The Holm correction (also called Holm-Bonferroni) is a step-down multiple testing procedure that controls the family-wise error rate (FWER) while being uniformly more powerful than the Bonferroni correction. It works by sorting p-values from smallest to largest and comparing each to a progressively less strict threshold. The smallest p-value is tested against alpha divided by the total number of tests (same as Bonferroni). If it's rejected, the next is tested against alpha divided by n minus 1. The process continues until a p-value fails to reject, at which point all remaining hypotheses are retained.

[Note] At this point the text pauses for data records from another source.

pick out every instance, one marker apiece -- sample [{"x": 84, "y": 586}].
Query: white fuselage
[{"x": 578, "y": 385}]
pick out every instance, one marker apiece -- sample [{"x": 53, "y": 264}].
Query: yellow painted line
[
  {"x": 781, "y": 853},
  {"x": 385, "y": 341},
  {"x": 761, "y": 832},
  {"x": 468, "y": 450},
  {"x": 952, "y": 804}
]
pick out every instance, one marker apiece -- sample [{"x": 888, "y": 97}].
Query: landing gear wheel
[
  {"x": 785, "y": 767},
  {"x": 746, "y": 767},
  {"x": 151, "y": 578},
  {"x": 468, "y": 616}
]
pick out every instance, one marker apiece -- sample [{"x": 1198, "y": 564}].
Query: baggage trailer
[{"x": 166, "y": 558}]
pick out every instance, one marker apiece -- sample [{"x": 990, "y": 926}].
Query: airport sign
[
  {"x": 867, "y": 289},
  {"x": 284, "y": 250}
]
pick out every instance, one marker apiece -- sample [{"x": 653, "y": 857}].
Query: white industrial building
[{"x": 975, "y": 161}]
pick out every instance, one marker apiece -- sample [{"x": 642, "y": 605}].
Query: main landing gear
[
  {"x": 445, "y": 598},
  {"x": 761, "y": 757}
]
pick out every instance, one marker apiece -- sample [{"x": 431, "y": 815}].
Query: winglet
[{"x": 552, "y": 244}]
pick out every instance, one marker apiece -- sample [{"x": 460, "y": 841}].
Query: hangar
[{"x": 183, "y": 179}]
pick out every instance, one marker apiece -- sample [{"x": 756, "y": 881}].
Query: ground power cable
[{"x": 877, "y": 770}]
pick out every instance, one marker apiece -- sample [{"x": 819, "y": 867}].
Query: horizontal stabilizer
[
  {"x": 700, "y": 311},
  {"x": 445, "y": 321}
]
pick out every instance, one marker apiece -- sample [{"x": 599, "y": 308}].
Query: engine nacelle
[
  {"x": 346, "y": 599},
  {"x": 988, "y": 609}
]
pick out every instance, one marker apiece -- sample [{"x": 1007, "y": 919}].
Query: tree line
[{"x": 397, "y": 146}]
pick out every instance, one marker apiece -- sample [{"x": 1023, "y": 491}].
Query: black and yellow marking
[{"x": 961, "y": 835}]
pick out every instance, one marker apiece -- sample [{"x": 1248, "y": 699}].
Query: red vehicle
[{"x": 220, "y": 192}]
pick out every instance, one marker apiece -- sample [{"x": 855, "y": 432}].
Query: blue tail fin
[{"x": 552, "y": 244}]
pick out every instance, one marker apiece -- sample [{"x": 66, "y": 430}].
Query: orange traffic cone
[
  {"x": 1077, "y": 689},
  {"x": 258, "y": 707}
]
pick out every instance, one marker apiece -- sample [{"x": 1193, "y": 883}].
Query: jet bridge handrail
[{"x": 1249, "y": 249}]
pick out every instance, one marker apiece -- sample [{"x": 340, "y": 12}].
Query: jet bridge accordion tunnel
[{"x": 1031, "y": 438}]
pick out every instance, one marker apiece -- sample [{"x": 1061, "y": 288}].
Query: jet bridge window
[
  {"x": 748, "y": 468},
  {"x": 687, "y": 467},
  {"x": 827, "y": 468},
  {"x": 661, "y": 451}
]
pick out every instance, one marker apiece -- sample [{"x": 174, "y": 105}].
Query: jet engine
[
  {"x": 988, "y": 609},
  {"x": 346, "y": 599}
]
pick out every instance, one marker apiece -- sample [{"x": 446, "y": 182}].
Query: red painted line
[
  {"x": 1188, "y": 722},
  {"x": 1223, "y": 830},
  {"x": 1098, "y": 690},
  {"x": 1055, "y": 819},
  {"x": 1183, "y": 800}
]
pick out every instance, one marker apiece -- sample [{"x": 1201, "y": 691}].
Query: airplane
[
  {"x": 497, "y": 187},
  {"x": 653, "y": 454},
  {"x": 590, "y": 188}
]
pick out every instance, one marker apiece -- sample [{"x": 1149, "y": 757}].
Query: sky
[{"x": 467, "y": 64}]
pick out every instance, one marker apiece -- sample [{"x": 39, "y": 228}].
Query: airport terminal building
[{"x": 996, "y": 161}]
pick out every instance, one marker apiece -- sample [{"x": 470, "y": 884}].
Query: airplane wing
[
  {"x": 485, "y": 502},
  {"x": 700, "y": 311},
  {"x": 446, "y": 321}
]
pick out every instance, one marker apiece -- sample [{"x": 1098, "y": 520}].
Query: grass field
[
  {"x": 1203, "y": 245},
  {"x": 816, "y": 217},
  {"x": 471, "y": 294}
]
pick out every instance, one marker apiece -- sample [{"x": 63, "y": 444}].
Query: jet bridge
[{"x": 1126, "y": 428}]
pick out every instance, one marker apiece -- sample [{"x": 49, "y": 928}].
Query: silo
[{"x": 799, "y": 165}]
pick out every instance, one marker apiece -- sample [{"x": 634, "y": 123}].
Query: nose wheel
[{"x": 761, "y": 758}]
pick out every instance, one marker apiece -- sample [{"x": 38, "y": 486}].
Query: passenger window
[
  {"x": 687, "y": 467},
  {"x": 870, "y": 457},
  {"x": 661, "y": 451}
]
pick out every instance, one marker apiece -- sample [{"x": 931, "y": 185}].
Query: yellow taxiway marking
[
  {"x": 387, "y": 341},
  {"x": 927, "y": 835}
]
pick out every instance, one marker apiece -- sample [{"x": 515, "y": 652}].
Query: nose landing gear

The practical difference between Holm and Bonferroni is modest for small correction families. With 3 success metrics in a typical A/B test, the power gap is around 4 to 5 percentage points, as measured in the Confidence blog's analysis of multiple testing corrections. That means Holm detects a real effect slightly more often, but both methods perform similarly when the family size stays small.
How does the step-down procedure work?
The logic is sequential and intuitive.
Suppose you have 4 success metrics with p-values of 0.003, 0.012, 0.028, and 0.41, and your target alpha is 0.05.
- Sort the p-values: 0.003, 0.012, 0.028, 0.41.
- Compare the smallest (0.003) to 0.05/4 = 0.0125. It's smaller, so reject it.
- Compare the next (0.012) to 0.05/3 = 0.0167. It's smaller, so reject it.
- Compare the next (0.028) to 0.05/2 = 0.025. It's larger, so stop. Retain this and all remaining hypotheses.
Result: two metrics are significant, two are not. Bonferroni would have tested every p-value against 0.05/4 = 0.0125 and only rejected the first one. Holm picks up the second because, once the first hypothesis is rejected, the remaining family is effectively smaller.
This is why Holm is called a step-down method: it starts from the most significant result and steps down through the sorted list, relaxing the threshold at each step.
When does Holm outperform Bonferroni?
Holm's advantage grows with two factors: the size of the correction family and the number of genuinely non-null hypotheses.
When most hypotheses are truly null (nothing is different), Holm and Bonferroni behave almost identically. The step-down relaxation only helps when earlier hypotheses are rejected, which rarely happens when there's nothing to find.
When several metrics have real effects, Holm's sequential relaxation kicks in. Each rejected hypothesis loosens the threshold for the remaining ones, giving the procedure more power to detect additional effects. With a correction family of 10 metrics and 5 real effects, the difference can be substantial.
For A/B tests with 1 to 5 success metrics, the typical scenario in Confidence, the gap is small. Most experiments have one or two real effects at most. The step-down doesn't have many opportunities to relax the threshold.
What does Holm give up compared to Bonferroni?
The main trade-off is that Holm doesn't produce simultaneous confidence intervals. It controls FWER for the rejection decisions (which hypotheses are significant), but the adjusted p-values it produces don't correspond to confidence intervals with joint coverage guarantees. If you want to report "the effect on metric X was between A and B, and the effect on metric Y was between C and D, and both intervals hold simultaneously," Bonferroni gives you that. Holm doesn't.
This matters when stakeholders want to interpret effect sizes alongside significance decisions. If the question is purely "which metrics are significant?", Holm is a strict improvement. If the question is "what's the plausible range of the effect on each significant metric?", the Bonferroni-adjusted intervals are more useful.
Holm also makes sample size calculations harder. Bonferroni's per-test alpha is fixed before the experiment, so you can calculate the required sample size directly. Holm's effective threshold for each test depends on how many other tests are rejected, which you don't know in advance. In practice, teams size their experiments for the Bonferroni threshold and treat Holm's extra power as a bonus.
How does Confidence handle the Holm correction?
Confidence uses the Bonferroni correction as the default for FWER control on success metrics. This choice reflects the practical advantages of simultaneous confidence intervals and straightforward power calculations, which matter for how teams interpret and act on results. The 4 to 5 percentage point power gap between Bonferroni and Holm is a known cost, accepted in exchange for those properties.